Guillermo Francisco (defendant) purchased from the Government on installments, lots 937-945 of
the Tala Estate in Novaliches, Caloocan, Rizal.
He was behind in payment for these installments and on October 31, 1928, he signed a
document stating that he received P500 from Julio Abella (plaintiff) on account of lots no. 937-
945, containing an area of 221 hectares, at the rate of 100/hectare, the balance of which is due
on or before December 15 of the same year, extendible fifteen days thereafter
On Novemer 13, 1928, Abella made another payment of P415.31, upon demand made by
Francisco
On December 27,1928, Francisco, being in Cebu, wrote a letter to Roman Mabanta, attaching a
power of attorney authorizing him to sign in behalf of the defendant all the documents required by
the Bureau of Land for the transfer of lots to the plaintiff
In the same letter, defendant instructed Mabanta to inform the plaintiff that the option would be
considered cancelled, and to return the amount of P915.31, in the event that the plaintiff failed to
pay the remainder of the selling price
On January 3, 1929, Mabanta notified the plaintiff that he had received the power of attorney to
sign the deed of conveyance of the lots to him, and that he was willing to execute the deed of
sale upon payment of the balance due
The plaintiff asked for a few days time, but Mabanta only gave him until January 5 - Plaintiff failed
to pay the rest of the price on January 5, but attempted to do so on January 9, but Mabanta
refused to accept it and instead returned by check the sum of P915.31
Plaintiff brought an action to compel the defendant to execute the deed of sale upon receipt of the
balance of the price, and asked that he be judicially declared the owner of said lots, and that the
defendant be ordered to deliver it to him
The CFI absolved the defendant from the complaint, and the plaintiff appealed

ISSUE: WON the time was an essential element in the contract, and therefore, the defendant was entitled
to rescind the contract for failure of plaintiff to pay the price within the time specified

HELD
Yes. The defendant is entitled to resolve the contract for failure to pay the price within the time specified.

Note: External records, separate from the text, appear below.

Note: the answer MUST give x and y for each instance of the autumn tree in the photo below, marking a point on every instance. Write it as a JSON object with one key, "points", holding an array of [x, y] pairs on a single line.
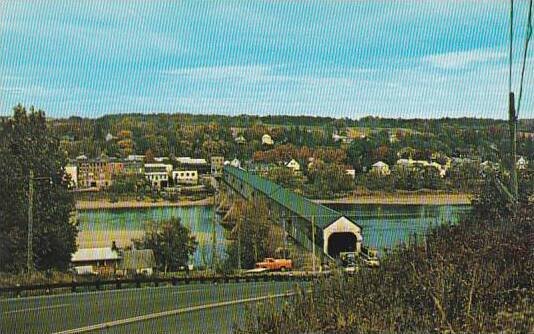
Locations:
{"points": [[252, 235], [171, 242]]}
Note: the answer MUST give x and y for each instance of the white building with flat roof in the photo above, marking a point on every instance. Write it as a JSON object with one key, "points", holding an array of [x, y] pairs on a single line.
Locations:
{"points": [[185, 176]]}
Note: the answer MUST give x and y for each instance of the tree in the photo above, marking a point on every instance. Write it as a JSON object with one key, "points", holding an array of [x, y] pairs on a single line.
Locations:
{"points": [[328, 179], [26, 144], [171, 242], [252, 235], [283, 176]]}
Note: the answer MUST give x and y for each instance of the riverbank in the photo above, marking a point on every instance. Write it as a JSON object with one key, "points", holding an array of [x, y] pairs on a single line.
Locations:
{"points": [[132, 204], [375, 198], [402, 199]]}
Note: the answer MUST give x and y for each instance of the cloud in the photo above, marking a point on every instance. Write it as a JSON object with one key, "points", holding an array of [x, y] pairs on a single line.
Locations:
{"points": [[463, 59], [220, 72]]}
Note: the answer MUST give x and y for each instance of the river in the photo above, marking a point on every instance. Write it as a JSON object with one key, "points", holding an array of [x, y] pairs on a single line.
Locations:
{"points": [[384, 226]]}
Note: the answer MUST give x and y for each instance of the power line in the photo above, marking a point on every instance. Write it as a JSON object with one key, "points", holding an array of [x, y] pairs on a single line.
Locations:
{"points": [[511, 46], [528, 36]]}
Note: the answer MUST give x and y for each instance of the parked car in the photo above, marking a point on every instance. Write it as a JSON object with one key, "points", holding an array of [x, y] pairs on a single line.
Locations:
{"points": [[275, 264]]}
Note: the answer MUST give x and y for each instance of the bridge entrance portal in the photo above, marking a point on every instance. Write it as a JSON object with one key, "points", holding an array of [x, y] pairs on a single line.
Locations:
{"points": [[341, 242]]}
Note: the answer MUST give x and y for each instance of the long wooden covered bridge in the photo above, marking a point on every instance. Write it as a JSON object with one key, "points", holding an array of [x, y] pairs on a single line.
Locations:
{"points": [[334, 232]]}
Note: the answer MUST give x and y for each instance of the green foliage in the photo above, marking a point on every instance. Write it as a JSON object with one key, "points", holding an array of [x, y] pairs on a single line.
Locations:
{"points": [[474, 277], [328, 179], [128, 184], [283, 176], [27, 144], [171, 242], [251, 236]]}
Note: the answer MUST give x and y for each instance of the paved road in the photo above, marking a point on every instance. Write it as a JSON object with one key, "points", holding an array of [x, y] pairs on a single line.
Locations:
{"points": [[196, 308]]}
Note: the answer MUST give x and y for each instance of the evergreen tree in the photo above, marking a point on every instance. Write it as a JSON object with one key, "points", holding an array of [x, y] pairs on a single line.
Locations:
{"points": [[26, 144]]}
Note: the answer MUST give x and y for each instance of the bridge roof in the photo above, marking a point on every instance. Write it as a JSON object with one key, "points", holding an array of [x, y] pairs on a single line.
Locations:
{"points": [[300, 205]]}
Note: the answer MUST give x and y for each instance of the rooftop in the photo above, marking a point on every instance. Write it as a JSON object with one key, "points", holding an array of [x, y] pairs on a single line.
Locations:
{"points": [[94, 254]]}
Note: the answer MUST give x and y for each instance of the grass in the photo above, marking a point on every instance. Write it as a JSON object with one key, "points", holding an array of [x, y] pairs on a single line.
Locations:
{"points": [[473, 277]]}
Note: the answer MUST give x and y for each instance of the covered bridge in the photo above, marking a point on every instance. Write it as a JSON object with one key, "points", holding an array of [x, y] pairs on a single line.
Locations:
{"points": [[334, 232]]}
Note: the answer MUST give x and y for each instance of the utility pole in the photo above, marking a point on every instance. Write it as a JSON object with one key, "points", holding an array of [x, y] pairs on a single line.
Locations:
{"points": [[239, 243], [214, 235], [313, 243], [30, 263], [513, 142], [284, 236]]}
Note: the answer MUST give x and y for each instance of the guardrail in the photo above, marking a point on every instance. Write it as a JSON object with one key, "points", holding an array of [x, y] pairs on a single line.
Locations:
{"points": [[139, 282]]}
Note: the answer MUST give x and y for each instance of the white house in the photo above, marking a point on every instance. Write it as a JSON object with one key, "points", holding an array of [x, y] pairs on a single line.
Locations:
{"points": [[101, 260], [380, 168], [157, 180], [72, 172], [150, 167], [235, 163], [240, 140], [136, 157], [138, 261], [185, 176], [351, 173], [442, 171], [522, 163], [267, 140], [294, 165]]}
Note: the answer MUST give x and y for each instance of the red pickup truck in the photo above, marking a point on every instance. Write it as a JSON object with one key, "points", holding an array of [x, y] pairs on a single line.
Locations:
{"points": [[275, 264]]}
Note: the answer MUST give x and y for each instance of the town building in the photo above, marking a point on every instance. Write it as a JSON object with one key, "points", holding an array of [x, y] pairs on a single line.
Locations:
{"points": [[293, 165], [136, 157], [351, 173], [240, 140], [522, 163], [185, 177], [235, 163], [380, 168], [188, 163], [158, 174], [71, 171], [101, 260], [94, 173], [267, 140], [217, 164]]}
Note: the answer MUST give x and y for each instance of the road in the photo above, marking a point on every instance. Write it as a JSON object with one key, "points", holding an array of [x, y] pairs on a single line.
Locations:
{"points": [[195, 308]]}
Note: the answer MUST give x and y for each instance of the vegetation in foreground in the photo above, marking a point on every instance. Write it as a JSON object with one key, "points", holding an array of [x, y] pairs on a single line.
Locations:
{"points": [[473, 277], [26, 145]]}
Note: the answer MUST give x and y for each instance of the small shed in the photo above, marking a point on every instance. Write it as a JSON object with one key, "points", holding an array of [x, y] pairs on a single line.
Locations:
{"points": [[138, 261], [103, 260]]}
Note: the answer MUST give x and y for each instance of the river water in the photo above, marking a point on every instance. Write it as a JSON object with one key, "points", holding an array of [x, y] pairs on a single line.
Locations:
{"points": [[384, 226]]}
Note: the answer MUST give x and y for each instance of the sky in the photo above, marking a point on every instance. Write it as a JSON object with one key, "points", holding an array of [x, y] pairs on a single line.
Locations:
{"points": [[399, 59]]}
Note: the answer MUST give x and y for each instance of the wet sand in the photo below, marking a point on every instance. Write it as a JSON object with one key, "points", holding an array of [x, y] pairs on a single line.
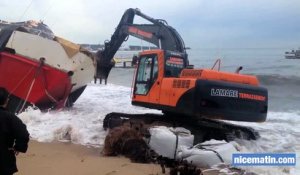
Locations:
{"points": [[70, 159]]}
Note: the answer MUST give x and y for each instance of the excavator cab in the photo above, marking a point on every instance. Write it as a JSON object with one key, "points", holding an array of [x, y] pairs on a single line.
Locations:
{"points": [[165, 82]]}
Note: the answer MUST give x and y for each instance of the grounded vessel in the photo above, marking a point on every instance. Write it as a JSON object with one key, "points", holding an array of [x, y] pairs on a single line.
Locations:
{"points": [[41, 69]]}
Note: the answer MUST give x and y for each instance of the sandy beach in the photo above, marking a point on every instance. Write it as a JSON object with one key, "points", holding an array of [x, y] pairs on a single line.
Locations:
{"points": [[70, 159]]}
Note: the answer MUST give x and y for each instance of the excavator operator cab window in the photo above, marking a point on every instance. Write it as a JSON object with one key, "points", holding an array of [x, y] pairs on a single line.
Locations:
{"points": [[173, 66], [146, 74]]}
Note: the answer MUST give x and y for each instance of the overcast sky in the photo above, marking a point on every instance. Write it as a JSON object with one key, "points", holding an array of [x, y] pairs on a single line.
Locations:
{"points": [[201, 23]]}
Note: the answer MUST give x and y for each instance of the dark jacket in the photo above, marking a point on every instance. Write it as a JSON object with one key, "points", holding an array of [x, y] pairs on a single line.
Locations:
{"points": [[13, 135]]}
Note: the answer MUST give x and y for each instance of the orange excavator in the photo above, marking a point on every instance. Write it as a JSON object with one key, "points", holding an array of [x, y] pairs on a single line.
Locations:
{"points": [[193, 98]]}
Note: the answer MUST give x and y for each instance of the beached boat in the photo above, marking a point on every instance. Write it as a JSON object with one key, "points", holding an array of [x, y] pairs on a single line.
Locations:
{"points": [[294, 54], [40, 68]]}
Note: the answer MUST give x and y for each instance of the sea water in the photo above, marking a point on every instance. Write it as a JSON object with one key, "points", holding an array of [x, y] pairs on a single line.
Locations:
{"points": [[82, 124]]}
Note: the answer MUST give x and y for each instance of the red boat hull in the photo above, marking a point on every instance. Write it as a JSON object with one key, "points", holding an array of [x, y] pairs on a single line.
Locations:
{"points": [[33, 82]]}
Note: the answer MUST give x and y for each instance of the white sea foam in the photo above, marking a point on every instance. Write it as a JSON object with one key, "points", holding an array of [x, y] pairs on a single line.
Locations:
{"points": [[82, 124]]}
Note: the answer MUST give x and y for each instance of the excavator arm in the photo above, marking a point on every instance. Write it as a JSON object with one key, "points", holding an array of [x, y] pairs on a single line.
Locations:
{"points": [[158, 33]]}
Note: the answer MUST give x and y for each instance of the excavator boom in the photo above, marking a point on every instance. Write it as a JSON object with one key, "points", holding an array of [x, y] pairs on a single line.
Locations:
{"points": [[158, 33]]}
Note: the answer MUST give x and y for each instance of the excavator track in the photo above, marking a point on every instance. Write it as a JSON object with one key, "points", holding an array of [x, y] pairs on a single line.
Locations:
{"points": [[202, 129]]}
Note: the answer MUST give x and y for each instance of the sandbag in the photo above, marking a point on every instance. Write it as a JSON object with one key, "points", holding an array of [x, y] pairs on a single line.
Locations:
{"points": [[208, 153], [166, 141]]}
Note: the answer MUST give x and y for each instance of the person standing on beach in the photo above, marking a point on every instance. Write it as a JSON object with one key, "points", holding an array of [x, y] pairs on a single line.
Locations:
{"points": [[14, 137]]}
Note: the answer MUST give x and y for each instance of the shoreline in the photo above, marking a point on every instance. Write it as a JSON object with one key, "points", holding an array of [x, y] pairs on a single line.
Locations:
{"points": [[58, 158]]}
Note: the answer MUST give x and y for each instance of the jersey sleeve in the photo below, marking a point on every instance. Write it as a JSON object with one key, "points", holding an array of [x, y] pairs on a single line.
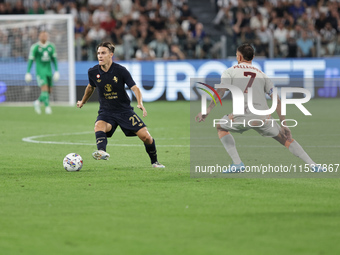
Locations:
{"points": [[54, 57], [33, 49], [226, 77], [92, 83], [268, 87], [128, 78]]}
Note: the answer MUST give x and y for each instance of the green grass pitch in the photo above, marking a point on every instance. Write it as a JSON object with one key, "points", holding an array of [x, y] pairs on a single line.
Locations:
{"points": [[123, 206]]}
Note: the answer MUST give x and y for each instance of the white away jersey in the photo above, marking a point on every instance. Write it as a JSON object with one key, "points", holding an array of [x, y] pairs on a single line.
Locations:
{"points": [[245, 75]]}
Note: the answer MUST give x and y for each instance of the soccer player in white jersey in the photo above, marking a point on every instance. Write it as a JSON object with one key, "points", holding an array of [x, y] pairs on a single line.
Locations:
{"points": [[244, 75]]}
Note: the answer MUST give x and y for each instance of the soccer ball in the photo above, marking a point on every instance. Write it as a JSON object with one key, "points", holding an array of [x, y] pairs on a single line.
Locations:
{"points": [[73, 162]]}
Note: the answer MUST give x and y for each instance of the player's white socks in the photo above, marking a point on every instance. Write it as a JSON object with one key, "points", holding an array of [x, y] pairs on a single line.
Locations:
{"points": [[228, 142], [298, 151]]}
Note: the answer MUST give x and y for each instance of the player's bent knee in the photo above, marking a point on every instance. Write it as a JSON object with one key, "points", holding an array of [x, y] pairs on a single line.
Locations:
{"points": [[145, 136], [101, 126]]}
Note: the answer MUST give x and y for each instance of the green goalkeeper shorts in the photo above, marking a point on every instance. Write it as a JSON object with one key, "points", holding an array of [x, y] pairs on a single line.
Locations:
{"points": [[44, 80]]}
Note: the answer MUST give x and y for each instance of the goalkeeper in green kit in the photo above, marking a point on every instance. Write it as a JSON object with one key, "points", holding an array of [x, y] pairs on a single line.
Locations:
{"points": [[43, 53]]}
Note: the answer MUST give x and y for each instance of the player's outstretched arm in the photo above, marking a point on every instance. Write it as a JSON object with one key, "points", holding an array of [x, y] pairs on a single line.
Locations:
{"points": [[139, 98], [87, 94]]}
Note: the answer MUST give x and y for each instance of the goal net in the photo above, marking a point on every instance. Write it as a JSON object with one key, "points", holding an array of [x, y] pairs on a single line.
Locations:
{"points": [[17, 34]]}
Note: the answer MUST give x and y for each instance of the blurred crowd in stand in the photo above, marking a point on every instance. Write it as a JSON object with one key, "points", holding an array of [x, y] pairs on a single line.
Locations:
{"points": [[297, 27], [169, 30]]}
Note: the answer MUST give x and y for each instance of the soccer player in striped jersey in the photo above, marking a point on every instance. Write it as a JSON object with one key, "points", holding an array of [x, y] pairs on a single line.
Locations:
{"points": [[244, 75]]}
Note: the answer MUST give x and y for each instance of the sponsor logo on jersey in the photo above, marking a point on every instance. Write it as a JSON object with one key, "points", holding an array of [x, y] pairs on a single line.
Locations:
{"points": [[108, 87]]}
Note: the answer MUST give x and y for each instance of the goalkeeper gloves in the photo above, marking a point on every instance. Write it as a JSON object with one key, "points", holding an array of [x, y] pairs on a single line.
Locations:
{"points": [[28, 77], [56, 76]]}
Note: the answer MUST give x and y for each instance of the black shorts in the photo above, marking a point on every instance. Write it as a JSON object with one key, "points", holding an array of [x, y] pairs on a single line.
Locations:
{"points": [[128, 121]]}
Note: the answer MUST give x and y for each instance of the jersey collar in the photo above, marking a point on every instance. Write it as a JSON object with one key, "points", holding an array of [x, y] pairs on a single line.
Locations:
{"points": [[101, 71]]}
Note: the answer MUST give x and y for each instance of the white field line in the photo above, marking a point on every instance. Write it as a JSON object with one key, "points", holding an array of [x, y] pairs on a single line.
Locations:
{"points": [[35, 139]]}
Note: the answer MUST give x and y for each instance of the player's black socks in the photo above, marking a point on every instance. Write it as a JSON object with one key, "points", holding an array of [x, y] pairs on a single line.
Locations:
{"points": [[101, 140], [151, 150]]}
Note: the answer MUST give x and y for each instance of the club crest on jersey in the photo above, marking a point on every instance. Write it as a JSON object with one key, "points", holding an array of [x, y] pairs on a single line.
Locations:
{"points": [[108, 87]]}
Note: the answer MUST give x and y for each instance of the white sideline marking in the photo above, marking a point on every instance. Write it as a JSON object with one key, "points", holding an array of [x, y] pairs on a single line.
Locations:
{"points": [[32, 139]]}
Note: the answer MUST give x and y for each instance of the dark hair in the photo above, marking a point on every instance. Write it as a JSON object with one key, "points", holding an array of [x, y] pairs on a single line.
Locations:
{"points": [[108, 45], [247, 51]]}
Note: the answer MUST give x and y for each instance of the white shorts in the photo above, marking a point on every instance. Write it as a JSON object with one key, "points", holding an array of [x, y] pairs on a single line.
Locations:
{"points": [[265, 127]]}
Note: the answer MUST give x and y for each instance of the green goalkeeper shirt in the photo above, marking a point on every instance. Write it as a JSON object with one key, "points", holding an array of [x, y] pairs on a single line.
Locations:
{"points": [[43, 54]]}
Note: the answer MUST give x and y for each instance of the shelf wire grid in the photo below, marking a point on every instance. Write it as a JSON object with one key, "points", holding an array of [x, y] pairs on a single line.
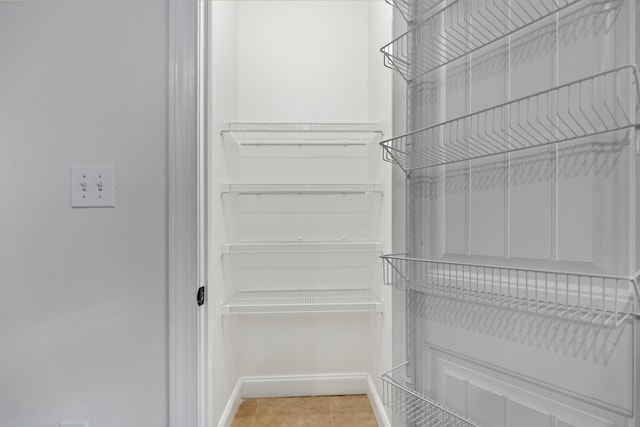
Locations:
{"points": [[303, 133], [302, 301], [302, 188], [412, 11], [594, 105], [597, 299], [459, 29], [417, 409]]}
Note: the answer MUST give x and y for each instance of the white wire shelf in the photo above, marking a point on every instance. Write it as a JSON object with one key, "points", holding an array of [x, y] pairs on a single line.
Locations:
{"points": [[303, 133], [301, 188], [599, 299], [595, 105], [302, 301], [462, 27], [415, 408], [413, 10], [299, 247]]}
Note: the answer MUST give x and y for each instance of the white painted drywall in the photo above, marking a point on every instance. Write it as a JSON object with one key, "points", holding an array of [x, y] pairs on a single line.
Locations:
{"points": [[285, 61], [83, 292], [223, 104]]}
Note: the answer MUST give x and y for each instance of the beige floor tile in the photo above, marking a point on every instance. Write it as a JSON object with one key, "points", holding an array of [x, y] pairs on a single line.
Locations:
{"points": [[315, 411], [349, 403], [353, 419], [317, 420], [279, 420]]}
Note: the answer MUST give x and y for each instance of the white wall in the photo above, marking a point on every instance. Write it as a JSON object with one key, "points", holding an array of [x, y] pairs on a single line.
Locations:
{"points": [[223, 107], [303, 61], [83, 292], [290, 61]]}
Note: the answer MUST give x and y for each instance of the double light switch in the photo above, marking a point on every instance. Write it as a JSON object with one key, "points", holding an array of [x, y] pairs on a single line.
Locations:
{"points": [[92, 187]]}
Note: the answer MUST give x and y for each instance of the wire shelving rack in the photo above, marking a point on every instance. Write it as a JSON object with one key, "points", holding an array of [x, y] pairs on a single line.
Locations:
{"points": [[300, 247], [301, 188], [302, 301], [303, 133], [604, 300], [602, 103], [461, 28], [412, 11], [417, 409]]}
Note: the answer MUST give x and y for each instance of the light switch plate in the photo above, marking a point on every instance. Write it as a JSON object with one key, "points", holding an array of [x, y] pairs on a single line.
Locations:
{"points": [[74, 423], [92, 187]]}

The trial court considered that the contract in question was an option for the purchase of the lots;
thus, it ruled that in an agreement of this nature the period is deemed essential.
The opinion of the court is divided upon the question of whether the agreement was an option or
a sale, but even supposing it was a sale, the court holds that time was an essential element in the
transaction. The defendant wanted to sell those lots to the plaintiff in order to pay off certain
obligations which fell due in the month of December, 1928.
The time fixed for the payment of the price was therefore essential for the defendant, and this
view is borne out by his letter to his representative Mabanta instructing him to consider the
contract rescinded if the price was not completed in time.
In accordance with Art. 1124 of the Civil Code (1191 of NCC), the defendant is entitled to resolve
the contract for failure to pay the price within the time specified.